This year has been a bad one for losing stalwarts of the turf, and racing has lost another high-achiever with the passing of one of Britain’s great owner-breeders, Guy Reed, at the age of 91.
For the past 45 years, Reed’s yellow, black and pink colours have been a familiar and popular sight in winner’s enclosures around the north – arguably most notably at his beloved York, into whose winner’s circle his homebred filly La Cucaracha strode after the Group 1 Nunthorpe Stakes in August 2005, 30 years after another homebred star, Dakota, had landed a famous local triumph at the same meeting by taking the Ebor. More recently, Tiddliwinks registered another notable victory on the Knavesmire for this great Yorkshireman by taking last year’s Duke Of York Stakes.
The son of a Yorkshire farmer, Reed served in the RAF during and after the war. Once demobilised, he took to breeding chickens, becoming an agricultural tycoon thanks to his firms Buxted Chickens, Buxted Turkeys and Nitrovit Foodstuffs. He subsequently made a second fortune through his transport firm Reed Boardall Cold Storage.
When Reed began to own horses in the late 2960s, he chose Middleham-based Sam Hall as his trainer. He could not have chosen more wisely. Acting on Hall’s advice, he bought a foundation mare for his newly-acquired Nidd Hall Stud near Harrogate – and she proved to be a marvel. Purchased at Tattersalls’ December Sale in foal to Sovereign Path, Ardneasken duly foaled a colt, whom Reed named Warpath.
Hall trained Warpath to win several races, including the Extel Handicap at Glorious Goodwood (then one of the top prizes for three-year-olds) and the Doonside Cup at Ayr’s Western Meeting before the horse retired to Nidd Hall to start a stud career in which he sired many of the hundreds of winners who bore Reed’s colours.
Ardneasken subsequently bred Dakota, whose triumphs in addition to his Ebor victory included the King George V Handicap at Royal Ascot and the St Simon Stakes at Newbury; and she also bred several daughters, whose descendants continued to the present day to breed winners for Reed.
These included her grandson Apache, one of the first good horses trained for him by Chris Thornton, Hall’s protege who had succeeded his mentor at Spigot Lodge (by then owned by Reed) in Middleham in 1977.
The best horse whom Thornton trained for Reed, though, was the Warpath colt Shotgun, who was ridden by Lester Piggott to finish fourth to Shergar in the 1981 Derby, having won the Heathorns Stakes at Newmarket in the spring before finishing second in the Dante Stakes.
Other very good homebreds trained for Reed by Thornton included Path of Peace and Flossy, each a winner of the November Handicap at Doncaster (in 1980 and ’99 respectively).
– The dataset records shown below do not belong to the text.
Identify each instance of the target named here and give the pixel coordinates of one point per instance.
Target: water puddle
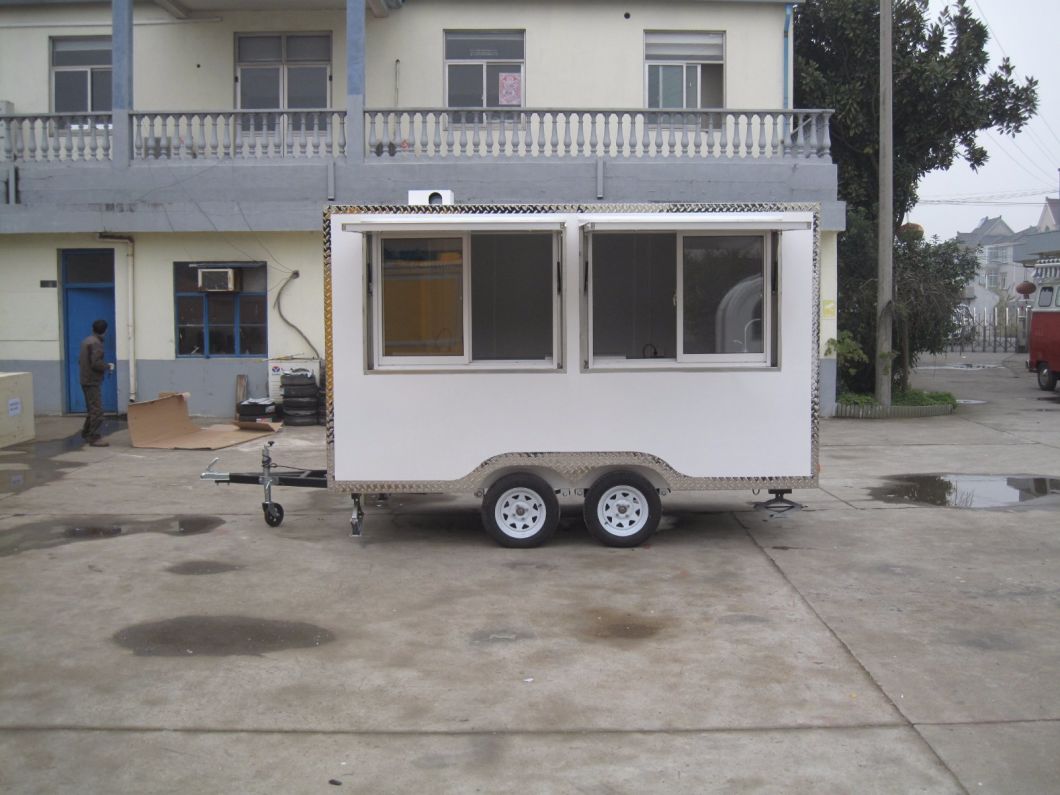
(47, 534)
(218, 636)
(967, 491)
(202, 567)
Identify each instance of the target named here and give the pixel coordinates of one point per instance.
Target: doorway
(88, 295)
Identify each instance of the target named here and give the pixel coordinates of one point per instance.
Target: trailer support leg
(357, 520)
(778, 504)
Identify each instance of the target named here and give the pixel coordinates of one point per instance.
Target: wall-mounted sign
(510, 89)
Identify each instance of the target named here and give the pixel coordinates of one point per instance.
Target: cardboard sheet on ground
(164, 424)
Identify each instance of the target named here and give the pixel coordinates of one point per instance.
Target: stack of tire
(322, 398)
(257, 409)
(300, 398)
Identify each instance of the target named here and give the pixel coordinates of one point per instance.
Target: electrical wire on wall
(279, 308)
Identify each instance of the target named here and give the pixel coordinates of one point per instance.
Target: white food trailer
(616, 352)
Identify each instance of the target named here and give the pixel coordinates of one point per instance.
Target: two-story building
(164, 164)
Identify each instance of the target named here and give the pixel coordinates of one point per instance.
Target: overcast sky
(1021, 172)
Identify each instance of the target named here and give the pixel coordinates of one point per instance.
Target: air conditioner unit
(430, 197)
(216, 280)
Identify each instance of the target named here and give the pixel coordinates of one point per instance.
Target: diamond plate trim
(575, 465)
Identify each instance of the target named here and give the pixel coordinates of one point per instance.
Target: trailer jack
(779, 504)
(268, 477)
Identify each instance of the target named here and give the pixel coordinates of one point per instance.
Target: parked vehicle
(1043, 345)
(611, 352)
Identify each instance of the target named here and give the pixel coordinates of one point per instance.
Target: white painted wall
(710, 423)
(577, 54)
(30, 329)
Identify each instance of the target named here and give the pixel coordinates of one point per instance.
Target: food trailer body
(615, 352)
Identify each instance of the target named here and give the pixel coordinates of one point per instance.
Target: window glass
(307, 87)
(308, 48)
(483, 45)
(82, 51)
(71, 91)
(221, 323)
(258, 49)
(511, 296)
(423, 297)
(101, 90)
(260, 87)
(88, 266)
(634, 287)
(723, 295)
(465, 86)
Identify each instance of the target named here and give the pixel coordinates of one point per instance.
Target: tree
(942, 98)
(930, 278)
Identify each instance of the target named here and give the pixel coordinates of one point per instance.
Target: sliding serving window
(694, 298)
(465, 299)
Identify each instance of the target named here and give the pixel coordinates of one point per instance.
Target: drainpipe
(788, 45)
(130, 294)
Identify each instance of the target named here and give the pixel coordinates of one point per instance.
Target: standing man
(92, 369)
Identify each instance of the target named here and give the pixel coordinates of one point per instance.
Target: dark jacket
(90, 360)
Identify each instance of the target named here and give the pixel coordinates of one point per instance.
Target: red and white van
(1043, 343)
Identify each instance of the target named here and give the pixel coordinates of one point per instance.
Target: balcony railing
(248, 135)
(534, 133)
(425, 134)
(55, 137)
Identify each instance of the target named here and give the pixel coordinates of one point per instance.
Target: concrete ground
(156, 636)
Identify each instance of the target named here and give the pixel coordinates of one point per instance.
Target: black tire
(622, 509)
(300, 419)
(300, 378)
(294, 404)
(299, 390)
(257, 409)
(274, 513)
(1046, 378)
(520, 511)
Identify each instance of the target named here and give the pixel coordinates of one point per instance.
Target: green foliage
(855, 399)
(942, 93)
(919, 398)
(930, 278)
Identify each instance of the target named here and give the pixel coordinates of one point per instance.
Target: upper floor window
(222, 313)
(81, 74)
(283, 72)
(685, 69)
(484, 69)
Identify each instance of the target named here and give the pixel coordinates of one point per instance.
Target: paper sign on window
(510, 90)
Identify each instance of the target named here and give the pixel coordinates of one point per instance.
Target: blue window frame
(221, 323)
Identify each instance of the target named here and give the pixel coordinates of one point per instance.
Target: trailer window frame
(770, 308)
(381, 361)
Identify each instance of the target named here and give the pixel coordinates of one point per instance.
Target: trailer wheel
(622, 509)
(274, 513)
(520, 510)
(1046, 378)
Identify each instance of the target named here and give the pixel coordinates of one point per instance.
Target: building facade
(166, 166)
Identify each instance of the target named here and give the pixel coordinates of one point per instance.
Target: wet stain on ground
(967, 491)
(48, 534)
(487, 637)
(31, 464)
(610, 625)
(202, 567)
(219, 636)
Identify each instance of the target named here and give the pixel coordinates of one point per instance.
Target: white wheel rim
(622, 511)
(520, 513)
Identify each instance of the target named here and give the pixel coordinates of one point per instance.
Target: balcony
(425, 134)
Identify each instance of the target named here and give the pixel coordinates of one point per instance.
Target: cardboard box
(16, 408)
(164, 424)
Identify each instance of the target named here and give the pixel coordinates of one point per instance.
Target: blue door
(88, 295)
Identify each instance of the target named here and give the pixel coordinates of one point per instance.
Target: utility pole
(885, 230)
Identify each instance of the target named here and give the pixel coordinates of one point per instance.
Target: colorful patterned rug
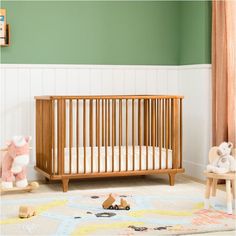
(157, 209)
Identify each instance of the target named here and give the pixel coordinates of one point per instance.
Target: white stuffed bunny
(224, 163)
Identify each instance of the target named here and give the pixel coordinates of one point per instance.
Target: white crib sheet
(116, 159)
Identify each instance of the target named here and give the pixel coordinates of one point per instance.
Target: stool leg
(207, 193)
(234, 193)
(213, 194)
(229, 198)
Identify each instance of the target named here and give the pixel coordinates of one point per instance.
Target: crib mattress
(116, 159)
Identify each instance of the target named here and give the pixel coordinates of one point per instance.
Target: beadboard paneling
(20, 83)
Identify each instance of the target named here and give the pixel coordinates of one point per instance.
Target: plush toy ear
(28, 138)
(8, 142)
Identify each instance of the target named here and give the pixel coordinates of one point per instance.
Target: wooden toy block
(32, 186)
(26, 211)
(107, 204)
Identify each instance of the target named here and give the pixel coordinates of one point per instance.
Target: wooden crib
(102, 136)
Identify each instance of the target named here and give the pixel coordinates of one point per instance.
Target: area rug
(155, 210)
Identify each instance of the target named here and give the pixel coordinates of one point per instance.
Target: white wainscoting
(195, 85)
(20, 83)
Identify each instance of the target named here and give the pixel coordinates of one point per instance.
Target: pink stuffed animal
(15, 161)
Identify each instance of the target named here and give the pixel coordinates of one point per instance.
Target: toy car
(107, 204)
(26, 211)
(123, 205)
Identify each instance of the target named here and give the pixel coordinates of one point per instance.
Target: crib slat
(133, 134)
(91, 133)
(109, 123)
(70, 131)
(113, 132)
(167, 129)
(175, 132)
(61, 121)
(84, 132)
(157, 122)
(96, 122)
(160, 131)
(99, 147)
(149, 123)
(153, 131)
(106, 135)
(103, 122)
(139, 134)
(126, 133)
(53, 137)
(180, 141)
(163, 123)
(77, 136)
(115, 123)
(146, 134)
(120, 132)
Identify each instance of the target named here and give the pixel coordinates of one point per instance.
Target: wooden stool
(211, 184)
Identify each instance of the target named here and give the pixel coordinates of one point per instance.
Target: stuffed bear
(224, 163)
(15, 161)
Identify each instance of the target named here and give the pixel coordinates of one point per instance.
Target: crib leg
(65, 182)
(172, 179)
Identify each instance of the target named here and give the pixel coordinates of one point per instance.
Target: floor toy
(31, 186)
(26, 211)
(107, 204)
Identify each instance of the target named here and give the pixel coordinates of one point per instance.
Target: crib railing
(75, 122)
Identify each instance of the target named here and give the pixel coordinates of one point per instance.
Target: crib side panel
(44, 135)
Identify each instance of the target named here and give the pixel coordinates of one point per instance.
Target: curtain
(224, 71)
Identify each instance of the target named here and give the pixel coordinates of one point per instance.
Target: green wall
(195, 33)
(142, 33)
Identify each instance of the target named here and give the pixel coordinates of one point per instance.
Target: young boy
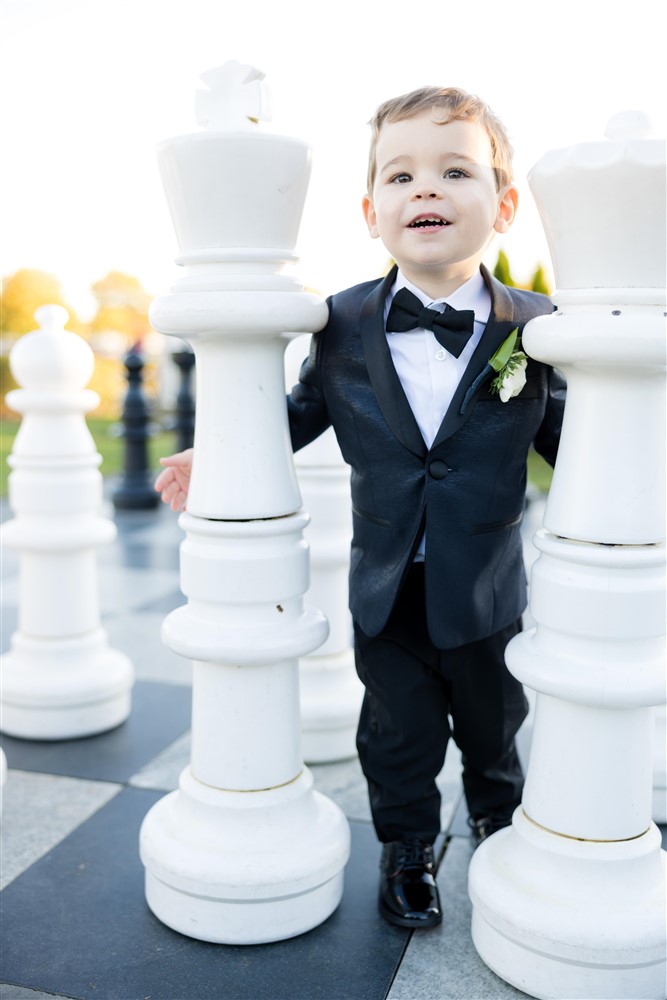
(406, 371)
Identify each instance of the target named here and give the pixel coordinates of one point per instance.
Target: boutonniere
(509, 362)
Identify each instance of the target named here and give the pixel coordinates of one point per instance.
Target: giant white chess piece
(570, 902)
(245, 851)
(60, 680)
(330, 691)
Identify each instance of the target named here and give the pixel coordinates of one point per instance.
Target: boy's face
(434, 203)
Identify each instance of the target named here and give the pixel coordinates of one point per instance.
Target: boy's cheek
(370, 217)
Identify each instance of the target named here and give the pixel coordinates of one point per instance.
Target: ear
(508, 203)
(370, 216)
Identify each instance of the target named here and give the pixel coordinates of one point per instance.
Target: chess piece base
(558, 917)
(244, 867)
(59, 689)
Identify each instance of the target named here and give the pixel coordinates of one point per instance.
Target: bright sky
(90, 86)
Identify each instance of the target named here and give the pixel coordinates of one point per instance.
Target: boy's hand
(174, 480)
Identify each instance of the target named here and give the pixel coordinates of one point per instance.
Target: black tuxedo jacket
(467, 490)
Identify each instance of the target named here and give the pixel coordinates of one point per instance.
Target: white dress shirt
(429, 374)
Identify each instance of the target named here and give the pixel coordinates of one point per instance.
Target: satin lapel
(386, 384)
(499, 326)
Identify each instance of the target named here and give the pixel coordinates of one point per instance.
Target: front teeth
(419, 223)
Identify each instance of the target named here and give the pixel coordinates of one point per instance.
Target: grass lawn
(110, 447)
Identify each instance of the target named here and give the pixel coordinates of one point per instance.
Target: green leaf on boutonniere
(504, 352)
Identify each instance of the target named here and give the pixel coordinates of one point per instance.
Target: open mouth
(427, 221)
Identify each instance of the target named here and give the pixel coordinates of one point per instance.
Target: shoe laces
(413, 854)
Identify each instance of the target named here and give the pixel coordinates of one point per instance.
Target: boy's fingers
(163, 479)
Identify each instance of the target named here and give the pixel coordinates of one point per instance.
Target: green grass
(108, 444)
(110, 448)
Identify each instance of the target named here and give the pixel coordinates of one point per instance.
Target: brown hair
(454, 105)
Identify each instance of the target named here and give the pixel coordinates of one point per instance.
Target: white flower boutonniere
(510, 363)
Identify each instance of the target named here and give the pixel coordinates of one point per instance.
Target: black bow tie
(452, 328)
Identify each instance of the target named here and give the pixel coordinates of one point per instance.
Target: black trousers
(416, 698)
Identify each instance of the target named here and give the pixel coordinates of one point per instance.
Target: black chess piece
(185, 403)
(135, 491)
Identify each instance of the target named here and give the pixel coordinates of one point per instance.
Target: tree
(539, 282)
(122, 306)
(25, 291)
(502, 270)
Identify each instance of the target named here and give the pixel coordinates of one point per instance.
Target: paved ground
(74, 918)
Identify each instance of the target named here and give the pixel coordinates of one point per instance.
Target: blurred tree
(122, 306)
(25, 291)
(502, 270)
(539, 282)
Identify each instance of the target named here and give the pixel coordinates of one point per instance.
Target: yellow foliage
(122, 306)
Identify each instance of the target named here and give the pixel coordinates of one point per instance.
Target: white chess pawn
(570, 901)
(61, 679)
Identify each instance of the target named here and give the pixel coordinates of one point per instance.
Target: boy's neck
(437, 285)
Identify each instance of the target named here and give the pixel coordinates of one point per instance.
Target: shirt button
(437, 469)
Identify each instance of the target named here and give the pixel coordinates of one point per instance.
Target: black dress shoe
(408, 893)
(482, 828)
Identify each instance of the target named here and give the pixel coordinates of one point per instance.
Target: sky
(89, 87)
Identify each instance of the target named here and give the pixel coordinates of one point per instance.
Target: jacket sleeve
(306, 406)
(548, 435)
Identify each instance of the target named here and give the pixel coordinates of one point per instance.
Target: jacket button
(437, 469)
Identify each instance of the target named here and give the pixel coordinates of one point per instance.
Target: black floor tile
(160, 714)
(77, 923)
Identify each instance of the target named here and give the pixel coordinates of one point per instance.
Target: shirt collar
(472, 294)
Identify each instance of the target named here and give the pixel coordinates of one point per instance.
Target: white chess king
(245, 851)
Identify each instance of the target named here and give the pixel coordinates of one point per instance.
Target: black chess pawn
(135, 491)
(185, 403)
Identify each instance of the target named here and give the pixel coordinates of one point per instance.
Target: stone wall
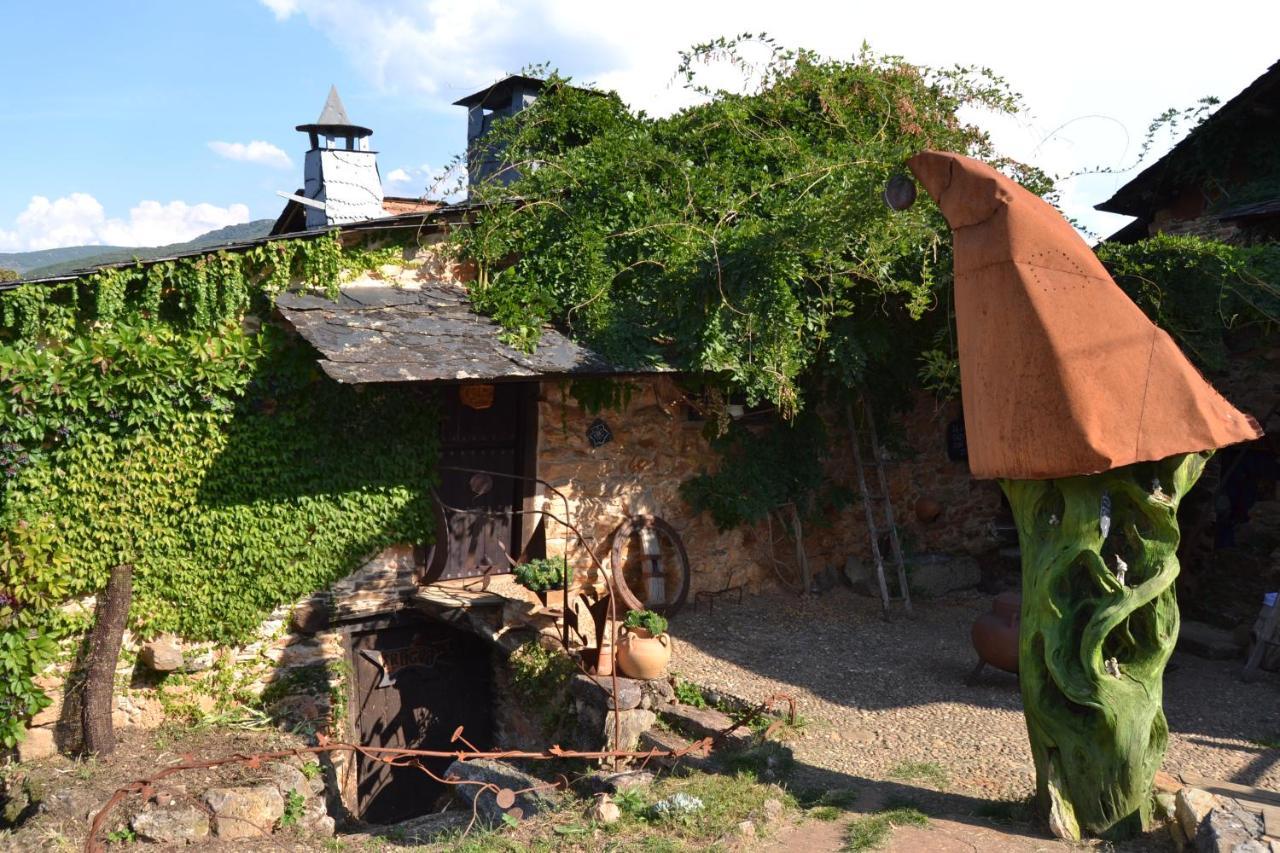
(656, 446)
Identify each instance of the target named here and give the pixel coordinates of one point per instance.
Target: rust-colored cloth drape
(1060, 372)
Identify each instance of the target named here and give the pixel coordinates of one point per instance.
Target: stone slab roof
(428, 333)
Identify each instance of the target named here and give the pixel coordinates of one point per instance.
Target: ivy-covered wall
(152, 418)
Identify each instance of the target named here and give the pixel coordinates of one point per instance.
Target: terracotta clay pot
(995, 634)
(640, 655)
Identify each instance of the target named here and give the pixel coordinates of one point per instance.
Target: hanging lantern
(478, 397)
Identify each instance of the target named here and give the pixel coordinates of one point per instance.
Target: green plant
(542, 574)
(689, 693)
(539, 679)
(150, 418)
(929, 772)
(631, 802)
(1098, 623)
(645, 620)
(1198, 290)
(869, 833)
(293, 806)
(123, 835)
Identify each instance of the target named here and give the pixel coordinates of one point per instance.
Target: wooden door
(416, 682)
(480, 510)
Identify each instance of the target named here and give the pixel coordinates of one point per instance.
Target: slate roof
(429, 334)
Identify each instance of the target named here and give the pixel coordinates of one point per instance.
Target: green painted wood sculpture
(1096, 427)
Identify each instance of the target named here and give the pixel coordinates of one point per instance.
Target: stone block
(1230, 829)
(705, 723)
(631, 725)
(163, 655)
(37, 744)
(1191, 807)
(170, 824)
(599, 690)
(938, 574)
(248, 811)
(287, 778)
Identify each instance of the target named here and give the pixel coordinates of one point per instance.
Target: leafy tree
(743, 237)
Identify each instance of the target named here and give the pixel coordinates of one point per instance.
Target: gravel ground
(878, 696)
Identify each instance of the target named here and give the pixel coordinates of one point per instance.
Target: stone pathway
(887, 706)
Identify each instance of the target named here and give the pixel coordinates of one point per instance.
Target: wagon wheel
(657, 576)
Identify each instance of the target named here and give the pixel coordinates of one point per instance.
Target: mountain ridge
(69, 259)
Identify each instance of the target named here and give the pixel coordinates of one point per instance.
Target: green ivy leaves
(144, 420)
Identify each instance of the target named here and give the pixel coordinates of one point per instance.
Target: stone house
(1221, 181)
(528, 470)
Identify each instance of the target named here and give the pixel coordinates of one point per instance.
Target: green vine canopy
(154, 418)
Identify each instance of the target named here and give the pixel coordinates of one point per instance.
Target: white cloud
(80, 219)
(255, 151)
(1082, 112)
(282, 8)
(428, 181)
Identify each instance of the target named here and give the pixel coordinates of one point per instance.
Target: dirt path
(890, 715)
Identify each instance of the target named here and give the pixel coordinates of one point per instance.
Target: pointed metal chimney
(342, 179)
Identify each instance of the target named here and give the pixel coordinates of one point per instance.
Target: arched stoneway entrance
(416, 680)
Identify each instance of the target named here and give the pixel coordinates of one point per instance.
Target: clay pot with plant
(644, 647)
(543, 576)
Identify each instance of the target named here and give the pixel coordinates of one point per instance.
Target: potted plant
(544, 576)
(644, 648)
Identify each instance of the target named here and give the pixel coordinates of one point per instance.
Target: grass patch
(1006, 811)
(869, 833)
(726, 801)
(929, 772)
(689, 693)
(827, 804)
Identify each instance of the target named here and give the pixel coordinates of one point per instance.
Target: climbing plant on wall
(154, 419)
(1200, 290)
(744, 236)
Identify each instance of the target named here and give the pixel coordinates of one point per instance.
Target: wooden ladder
(868, 500)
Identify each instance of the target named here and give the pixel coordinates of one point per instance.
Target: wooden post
(1270, 634)
(104, 652)
(867, 505)
(895, 543)
(801, 560)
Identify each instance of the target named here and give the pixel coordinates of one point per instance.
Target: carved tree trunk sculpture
(104, 651)
(1100, 620)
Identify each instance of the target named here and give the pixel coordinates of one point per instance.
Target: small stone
(315, 817)
(287, 779)
(496, 774)
(604, 810)
(37, 744)
(1191, 807)
(161, 655)
(170, 825)
(599, 690)
(1230, 829)
(248, 811)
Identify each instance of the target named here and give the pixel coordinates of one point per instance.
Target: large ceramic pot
(640, 655)
(995, 634)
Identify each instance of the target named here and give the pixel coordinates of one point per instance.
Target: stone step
(705, 723)
(670, 740)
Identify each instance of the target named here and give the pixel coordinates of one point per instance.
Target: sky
(147, 122)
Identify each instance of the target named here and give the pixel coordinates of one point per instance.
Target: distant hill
(58, 261)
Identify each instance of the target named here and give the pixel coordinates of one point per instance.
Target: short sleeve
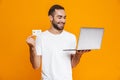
(39, 45)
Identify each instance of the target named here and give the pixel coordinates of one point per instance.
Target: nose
(63, 20)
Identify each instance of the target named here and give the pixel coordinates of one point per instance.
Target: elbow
(36, 67)
(73, 65)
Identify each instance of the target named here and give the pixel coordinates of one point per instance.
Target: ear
(51, 17)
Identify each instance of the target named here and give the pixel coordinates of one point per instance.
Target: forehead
(59, 12)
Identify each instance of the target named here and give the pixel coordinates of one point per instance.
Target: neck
(54, 31)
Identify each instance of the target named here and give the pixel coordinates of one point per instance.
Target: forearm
(75, 59)
(34, 59)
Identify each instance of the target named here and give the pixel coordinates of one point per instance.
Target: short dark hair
(52, 9)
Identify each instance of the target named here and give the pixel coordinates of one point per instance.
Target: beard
(56, 26)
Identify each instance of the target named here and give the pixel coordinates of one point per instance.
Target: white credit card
(36, 32)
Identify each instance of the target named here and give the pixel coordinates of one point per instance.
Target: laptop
(89, 39)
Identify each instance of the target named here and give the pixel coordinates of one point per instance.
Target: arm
(34, 59)
(75, 59)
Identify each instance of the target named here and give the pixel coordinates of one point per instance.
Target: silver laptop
(89, 38)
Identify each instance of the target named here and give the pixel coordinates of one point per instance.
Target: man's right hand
(31, 40)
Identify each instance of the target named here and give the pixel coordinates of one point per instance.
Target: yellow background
(19, 17)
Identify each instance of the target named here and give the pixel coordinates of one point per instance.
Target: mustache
(61, 22)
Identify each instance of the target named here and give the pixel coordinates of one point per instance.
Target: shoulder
(69, 34)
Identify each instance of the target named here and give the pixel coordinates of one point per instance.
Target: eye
(65, 17)
(59, 17)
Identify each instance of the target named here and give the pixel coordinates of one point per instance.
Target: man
(49, 47)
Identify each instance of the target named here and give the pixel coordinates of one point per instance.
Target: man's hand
(80, 52)
(76, 57)
(31, 40)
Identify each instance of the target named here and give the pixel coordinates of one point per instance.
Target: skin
(57, 20)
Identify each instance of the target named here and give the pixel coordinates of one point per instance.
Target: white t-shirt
(56, 63)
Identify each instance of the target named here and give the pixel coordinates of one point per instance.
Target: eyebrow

Path Of Peace proved very versatile as well as very good, as he proved by winning the County Hurdle at the Cheltenham Festival.
In later years, Reed sold both Spigot Lodge and Nidd Hall Stud, instead consolidating his broodmare band at nearby Copgrove Hall. He continued to breed and own good horses right up to his death, with his good friend Barry Hills providing him with many notable victories this century, headed by La Cucaracha’s Nunthorpe but also including the 2003 Lincoln Handicap win at Doncaster of Pablo, a grandson of Apache’s half-sister Siouan. Kevin Ryan (trainer of Tiddliwinks) and Alan Swinbank also enjoyed notable success with his horses.
Reed also sent some horses to France to join Andre Fabre’s stable, thus enjoying a Group 2 success last year at Deauville with Pablo’s half-sister La Pomme D’Amour (who is still running very well, as she showed three days after her owner/breeder’s death by finishing second at Longchamp in the Group 2 Prix Maurice de Nieuil).
Guy Reed was indeed hugely successful in the racing world, just as he had been in the world of commerce. However, he was much more than a very successful man: he was a true sportsman, a larger-than-life character whose integrity matched his popularity and who enriched the turf by his patronage. Racing will be the poorer for his absence, and he will be sorely missed – but never forgotten.